My perfectly planned life, a once pristine map perfectly aligned with step-by-step instructions, was now a crumbled mass thrown in a dusty corner. I never wanted help from anyone because I thought I knew it all. I wanted to figure things out for myself, even if that meant failing in the process. Well, the time has come for my failure. For rock bottom to become my new home. Unfamiliar creatures seem to lurk behind every shadow, waiting to pounce when I’m at my weakest. And I’m afraid I’m wilting like a plucked dandelion.
I feel purposeless. Not knowing that my true purpose is to be myself. I watch others succeed with envy instead of happiness. I only listen to speak, instead of truly listening. I rely on others to value me instead of valuing myself. I have a “glass half empty” outlook instead of appreciating what I was given. And some days it seems like that glass is going to wobble and crash on the linoleum floor. Little do I know, all I have to do is sweep up the mess and move on.
Now is the time to admit to my failures. To admit I can’t do it all on my own. Admit to myself that I pushed away the people I loved most. Pushed them just far enough along the borders of my own selfishness that I could reach them when it was convenient for me. I fooled them into thinking my plans on being independent were actually working. Fooled myself into thinking that what I was doing was actually succeeding. But success means nothing if you don’t have anyone to share it with. I burned the people I loved most with my unkind words and frigid demeanor.
It was time to mend the relationships I broke. Stitching the seams together with apologies. Gluing the fallen pieces with dabs of truth. Varnishing the finished product with love I had hidden deep in drawer for safekeeping. It was time to stop defending the knowledge I didn’t have, and accept the unknown. Know it’s okay to not have everything figured out.
I turned my sorrow into motivation. Trying to make something out what I was given. I always looked forward to what my life could be instead of what it was. Always thinking about how I could only be truly happy if everything fell into place instead of being happy with how my life was at that moment. I know now that I don’t have everything figured out. And that’s okay. Admitting that is the first step in actually having it all together.

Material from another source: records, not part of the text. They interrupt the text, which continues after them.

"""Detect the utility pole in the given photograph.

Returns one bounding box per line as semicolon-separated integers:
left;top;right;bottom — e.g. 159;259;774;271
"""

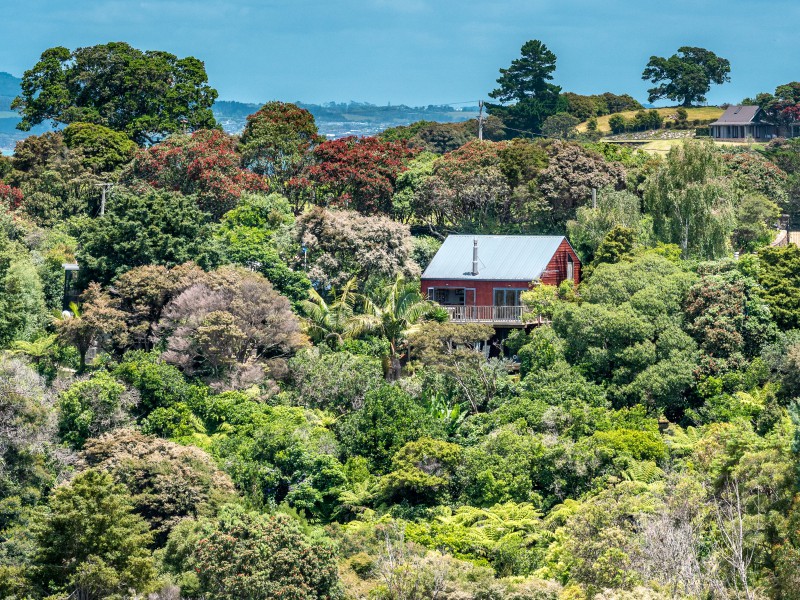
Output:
478;100;483;141
97;182;114;217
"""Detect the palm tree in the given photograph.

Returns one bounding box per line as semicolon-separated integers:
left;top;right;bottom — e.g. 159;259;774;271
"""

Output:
300;278;357;349
11;334;57;365
345;275;432;381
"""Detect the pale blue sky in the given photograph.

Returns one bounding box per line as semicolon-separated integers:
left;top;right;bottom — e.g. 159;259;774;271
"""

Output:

Part of life is becoming lost.
Trying different paths until you find the right one. It gives you perspective and purpose. You find out things about yourself, little by little. Your experiences shape your identity, and prepare you for even bigger challenges. Challenges you’ll welcome with open arms because your failures have made you stronger. It’s okay to feel like you don’t have it all together. No one does. And if they do, they’re very good at faking it.